On February 27, 2018, the Supreme Court heard oral arguments in a case that will affect the security of data stored in the cloud. At issue in United States v. Microsoft is whether a U.S. based digital communications provider must comply with a warrant for user data stored on servers located outside of the U.S. This case is being heard against the backdrop of Congressional debates regarding proposed amendments to Section 2703 of the Stored Communications Act – some of which are tailored to address this very issue.
The Stored Communications Act governs the proper disclosure of electronic communications and allows for criminal as well as civil remedies for improper disclosure.
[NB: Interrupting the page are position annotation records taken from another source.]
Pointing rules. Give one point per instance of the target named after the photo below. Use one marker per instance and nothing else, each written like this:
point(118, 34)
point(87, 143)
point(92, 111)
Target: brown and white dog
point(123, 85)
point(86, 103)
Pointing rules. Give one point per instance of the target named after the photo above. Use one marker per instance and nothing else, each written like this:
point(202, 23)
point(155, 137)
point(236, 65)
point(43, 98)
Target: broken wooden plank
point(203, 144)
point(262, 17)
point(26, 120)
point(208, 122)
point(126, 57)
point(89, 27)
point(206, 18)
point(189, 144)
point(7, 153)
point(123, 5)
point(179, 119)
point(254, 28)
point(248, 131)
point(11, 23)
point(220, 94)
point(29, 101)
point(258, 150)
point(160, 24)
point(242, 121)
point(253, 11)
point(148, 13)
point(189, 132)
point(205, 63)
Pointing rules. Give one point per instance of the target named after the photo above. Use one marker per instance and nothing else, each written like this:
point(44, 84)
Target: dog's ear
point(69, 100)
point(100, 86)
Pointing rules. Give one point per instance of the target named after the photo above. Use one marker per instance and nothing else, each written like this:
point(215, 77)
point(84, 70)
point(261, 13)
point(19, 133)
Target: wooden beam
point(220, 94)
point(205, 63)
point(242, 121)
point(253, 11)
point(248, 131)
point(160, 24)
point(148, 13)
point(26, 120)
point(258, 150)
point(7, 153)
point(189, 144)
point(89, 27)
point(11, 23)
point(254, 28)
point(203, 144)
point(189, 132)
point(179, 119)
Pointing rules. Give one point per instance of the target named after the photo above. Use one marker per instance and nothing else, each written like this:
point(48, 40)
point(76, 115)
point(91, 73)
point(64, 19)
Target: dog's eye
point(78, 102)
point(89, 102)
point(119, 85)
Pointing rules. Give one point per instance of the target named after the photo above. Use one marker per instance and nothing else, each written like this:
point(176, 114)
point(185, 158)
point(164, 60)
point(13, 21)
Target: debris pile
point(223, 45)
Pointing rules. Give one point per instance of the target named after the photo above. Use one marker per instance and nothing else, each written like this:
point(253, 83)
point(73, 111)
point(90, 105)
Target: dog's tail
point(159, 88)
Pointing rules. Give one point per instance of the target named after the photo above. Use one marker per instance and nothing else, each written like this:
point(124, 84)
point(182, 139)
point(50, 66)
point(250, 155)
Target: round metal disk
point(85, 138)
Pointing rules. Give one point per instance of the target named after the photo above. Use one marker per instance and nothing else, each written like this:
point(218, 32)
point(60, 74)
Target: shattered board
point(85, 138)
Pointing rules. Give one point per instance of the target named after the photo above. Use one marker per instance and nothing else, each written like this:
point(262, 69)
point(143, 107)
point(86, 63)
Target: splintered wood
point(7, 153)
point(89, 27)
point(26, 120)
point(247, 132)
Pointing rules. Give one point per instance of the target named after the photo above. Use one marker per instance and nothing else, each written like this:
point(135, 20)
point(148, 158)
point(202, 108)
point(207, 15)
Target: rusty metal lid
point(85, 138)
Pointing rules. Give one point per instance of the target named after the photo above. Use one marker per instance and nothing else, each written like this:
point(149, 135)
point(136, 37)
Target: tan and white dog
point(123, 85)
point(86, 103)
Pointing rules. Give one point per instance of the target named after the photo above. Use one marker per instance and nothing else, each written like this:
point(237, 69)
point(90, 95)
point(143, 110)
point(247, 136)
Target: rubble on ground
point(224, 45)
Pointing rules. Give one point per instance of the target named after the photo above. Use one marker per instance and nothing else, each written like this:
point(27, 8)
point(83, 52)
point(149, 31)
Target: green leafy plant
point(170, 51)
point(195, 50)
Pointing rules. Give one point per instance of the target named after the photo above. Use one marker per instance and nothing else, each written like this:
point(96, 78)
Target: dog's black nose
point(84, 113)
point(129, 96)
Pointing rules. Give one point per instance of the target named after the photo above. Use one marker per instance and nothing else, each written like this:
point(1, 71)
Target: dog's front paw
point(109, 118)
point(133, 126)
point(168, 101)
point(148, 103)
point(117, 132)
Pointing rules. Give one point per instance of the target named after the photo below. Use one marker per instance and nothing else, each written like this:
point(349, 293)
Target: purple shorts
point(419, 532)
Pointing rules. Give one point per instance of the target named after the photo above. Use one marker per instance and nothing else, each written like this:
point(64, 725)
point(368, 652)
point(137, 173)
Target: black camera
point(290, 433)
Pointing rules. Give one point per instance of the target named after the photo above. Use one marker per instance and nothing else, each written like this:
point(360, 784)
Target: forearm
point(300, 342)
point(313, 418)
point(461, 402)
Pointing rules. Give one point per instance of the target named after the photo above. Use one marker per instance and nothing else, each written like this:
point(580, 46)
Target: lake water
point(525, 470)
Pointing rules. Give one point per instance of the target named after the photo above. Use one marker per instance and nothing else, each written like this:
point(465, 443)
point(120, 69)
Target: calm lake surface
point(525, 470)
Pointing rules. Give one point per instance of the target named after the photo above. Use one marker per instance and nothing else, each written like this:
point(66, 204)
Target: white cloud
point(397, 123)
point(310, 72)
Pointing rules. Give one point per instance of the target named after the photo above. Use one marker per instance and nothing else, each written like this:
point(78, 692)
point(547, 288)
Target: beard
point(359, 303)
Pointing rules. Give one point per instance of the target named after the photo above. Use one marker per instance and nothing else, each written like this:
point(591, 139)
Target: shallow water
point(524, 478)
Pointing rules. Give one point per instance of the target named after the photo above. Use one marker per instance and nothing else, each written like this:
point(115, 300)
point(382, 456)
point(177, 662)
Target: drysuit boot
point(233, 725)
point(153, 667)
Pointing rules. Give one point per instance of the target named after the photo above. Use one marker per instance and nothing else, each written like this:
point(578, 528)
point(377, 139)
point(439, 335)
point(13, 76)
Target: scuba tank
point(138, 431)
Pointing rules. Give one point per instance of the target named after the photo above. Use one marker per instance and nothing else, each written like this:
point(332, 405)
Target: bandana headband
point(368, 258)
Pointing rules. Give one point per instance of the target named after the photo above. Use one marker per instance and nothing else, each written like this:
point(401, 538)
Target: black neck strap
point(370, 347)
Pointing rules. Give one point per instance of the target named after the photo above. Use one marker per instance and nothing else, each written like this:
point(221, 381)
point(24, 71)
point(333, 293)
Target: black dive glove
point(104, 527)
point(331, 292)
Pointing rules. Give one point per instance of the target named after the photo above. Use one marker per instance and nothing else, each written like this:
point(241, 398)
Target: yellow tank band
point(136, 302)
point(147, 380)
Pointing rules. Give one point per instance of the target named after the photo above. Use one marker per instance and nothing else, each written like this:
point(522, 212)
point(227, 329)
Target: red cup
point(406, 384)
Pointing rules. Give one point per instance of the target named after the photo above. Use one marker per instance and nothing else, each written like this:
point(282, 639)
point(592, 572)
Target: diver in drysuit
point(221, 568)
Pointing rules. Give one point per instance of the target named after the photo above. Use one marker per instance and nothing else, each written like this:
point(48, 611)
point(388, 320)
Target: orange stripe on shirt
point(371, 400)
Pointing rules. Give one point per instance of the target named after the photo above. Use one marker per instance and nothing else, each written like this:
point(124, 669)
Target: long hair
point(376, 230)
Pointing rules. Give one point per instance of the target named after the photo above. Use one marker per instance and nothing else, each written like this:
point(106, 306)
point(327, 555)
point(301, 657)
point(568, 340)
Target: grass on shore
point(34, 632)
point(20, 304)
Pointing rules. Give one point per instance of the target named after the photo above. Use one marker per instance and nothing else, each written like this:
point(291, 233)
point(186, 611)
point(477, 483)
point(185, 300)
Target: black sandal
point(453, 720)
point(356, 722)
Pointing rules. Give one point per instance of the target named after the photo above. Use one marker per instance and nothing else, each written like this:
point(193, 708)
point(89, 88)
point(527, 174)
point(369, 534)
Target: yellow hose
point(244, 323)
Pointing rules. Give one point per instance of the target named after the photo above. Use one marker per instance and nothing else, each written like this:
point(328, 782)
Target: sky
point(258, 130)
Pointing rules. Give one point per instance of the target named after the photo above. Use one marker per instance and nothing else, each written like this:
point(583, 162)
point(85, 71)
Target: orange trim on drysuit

It was enacted as Title II to the Electronic Communications Privacy Act.
Back in 2013, the Government served Microsoft with a warrant for emails and account information for an account suspected to be involved in a drug-trafficking investigation. Microsoft provided the information stored on the U.S. servers, but refused to provide the additional information and emails stored on the Dublin, Ireland servers.
The district court approved the warrant and held Microsoft in contempt for its refusal to provide the foreign data. On appeal, however, the Second Circuit unanimously reversed the district court’s approval and vacated the contempt order.
Overview of Arguments
Microsoft argues that allowing Section 2703 to extend to data being stored on servers outside the U.S. was not contemplated by Congress and would ignore principals of international comity as well as treaties.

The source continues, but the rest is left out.